Encontré los hostales más baratos alrededor de la plaza de Barcelone. Habitaciones individuales a precios decentes con lavadero pero sin ducha. Por la mañana me dirigí al baño comunitario y me encontré un lavabo y una manguera. No parecía haber un agujero para drenar el agua así que deduje que no existía ducha en el hostal. Comprobé distintos lavabos comunitarios por el hostal y me encontré con la misma disposición: Un lavabo, una manguera y un suelo completamente liso sin salida para el agua. Comprobé que nadie andaba por los pasillos y me decidí a darme una rápida ducha con esa manguera, agachado para poder lavarme la cabeza y con la ropa colgando de la puerta.

Salí limpio y fresco y me vino de repente una mujer regordeta que me pegó la primera bronca en musulmán de mi vida. Con cuatro palabras en catalán en acento afrancesado acabamos siendo un poco más amigos y la mujer incluso me permitió usar su propio baño para ducharme en una de las suites del hostal.

Junto con Marcelo, el charrua que conocí camino a Túnez, salimos a la calle y nos dirigimos a la plaza de Barcelone de donde salen todos los tranvías de la ciudad.

El primer destino del día fue un bar: Café y croissant y listos para emprender nuestro camino al museo del Bardo. Un par de horas visitando mosaicos pueden cansar a uno no muy puesto en este tipo de arte. Perdón por mi ignorancia pero al final creía estar metido en un baño gigante… quizás fue aquella ducha matutina que me había causado algún efecto traumático.

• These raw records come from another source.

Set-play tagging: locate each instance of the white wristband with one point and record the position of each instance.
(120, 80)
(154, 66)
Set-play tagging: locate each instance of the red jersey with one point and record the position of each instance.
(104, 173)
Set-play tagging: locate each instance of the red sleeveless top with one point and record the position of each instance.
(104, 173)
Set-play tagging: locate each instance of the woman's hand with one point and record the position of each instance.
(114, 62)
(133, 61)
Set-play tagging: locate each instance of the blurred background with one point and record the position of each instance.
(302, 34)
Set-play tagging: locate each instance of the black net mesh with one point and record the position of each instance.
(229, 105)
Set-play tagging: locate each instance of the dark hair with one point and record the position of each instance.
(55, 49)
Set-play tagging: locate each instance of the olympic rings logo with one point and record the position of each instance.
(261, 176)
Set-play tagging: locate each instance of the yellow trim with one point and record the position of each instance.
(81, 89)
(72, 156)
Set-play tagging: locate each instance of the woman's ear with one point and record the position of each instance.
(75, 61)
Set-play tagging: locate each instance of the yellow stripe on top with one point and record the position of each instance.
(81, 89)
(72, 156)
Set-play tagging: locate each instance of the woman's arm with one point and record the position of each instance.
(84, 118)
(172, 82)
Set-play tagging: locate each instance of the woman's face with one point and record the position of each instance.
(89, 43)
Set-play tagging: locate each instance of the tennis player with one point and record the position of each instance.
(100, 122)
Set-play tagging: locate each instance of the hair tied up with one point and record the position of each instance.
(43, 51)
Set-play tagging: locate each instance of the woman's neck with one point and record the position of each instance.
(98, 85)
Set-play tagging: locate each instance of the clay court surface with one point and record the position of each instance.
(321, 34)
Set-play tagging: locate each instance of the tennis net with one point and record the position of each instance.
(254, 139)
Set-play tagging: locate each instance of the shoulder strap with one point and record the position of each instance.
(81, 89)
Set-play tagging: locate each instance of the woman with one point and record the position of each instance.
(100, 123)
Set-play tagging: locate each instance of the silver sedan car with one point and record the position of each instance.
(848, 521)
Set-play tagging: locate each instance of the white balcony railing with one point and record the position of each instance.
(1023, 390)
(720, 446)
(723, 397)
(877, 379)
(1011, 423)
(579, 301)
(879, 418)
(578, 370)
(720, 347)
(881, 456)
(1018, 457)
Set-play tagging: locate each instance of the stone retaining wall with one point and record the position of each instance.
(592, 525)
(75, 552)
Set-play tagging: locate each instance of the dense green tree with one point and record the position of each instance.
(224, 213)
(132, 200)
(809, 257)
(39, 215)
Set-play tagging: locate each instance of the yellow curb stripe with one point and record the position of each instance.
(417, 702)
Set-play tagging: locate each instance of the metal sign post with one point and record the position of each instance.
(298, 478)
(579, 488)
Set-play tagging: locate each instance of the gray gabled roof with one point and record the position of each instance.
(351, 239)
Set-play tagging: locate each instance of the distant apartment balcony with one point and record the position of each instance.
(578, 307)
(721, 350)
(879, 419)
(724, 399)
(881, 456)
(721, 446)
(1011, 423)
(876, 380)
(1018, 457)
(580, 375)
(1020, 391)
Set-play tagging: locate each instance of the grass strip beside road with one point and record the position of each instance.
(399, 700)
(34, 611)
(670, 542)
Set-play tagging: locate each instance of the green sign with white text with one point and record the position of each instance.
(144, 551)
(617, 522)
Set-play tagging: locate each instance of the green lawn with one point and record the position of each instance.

Tras la visita al Bardo nos dirigimos a Cartago y a la ciudad costera de Sidi Bu Said. Son de hecho los tres lugares más turísticos de la capital Túnez –a excepción del centro y el bazar- y bien pueden ser visitados en un mismo día. La conexión de tranvías y autobuses por toda la ciudad permite a uno desplazarse sin problema alguno.

Cartago decepciona un poco si esperáis encontrar los restos de un pasado glorioso. Por mucha imaginación que le ponga uno es difícil construir en el aire el enorme puerto romano que regía la ciudad. Levantar columnas y anfiteatros con la imaginación en Cartago está sólo al alcance de Kandinski u otros artistas surrealistas. En Cartago ya sólo quedan cuatro piedras de su glorioso pasado.


Un poco más al norte, a dos paradas de tren, se llega a Sidi Bu Said. Una bella localidad turística pintada de blanco y azul donde los cruceros hacen parada para pasear por sus tranquilas calles y comprar souvenires.

Es un lugar idóneo para terminar un recorrido de un día que nos ha llevado por los lugares más emblemáticos de la capital de Túnez. Como premio final, una cena tranquila en una de las muchas terrazas que se esparcen por Sidi Bu Said con vistas al Mediterráneo y a Sicilia.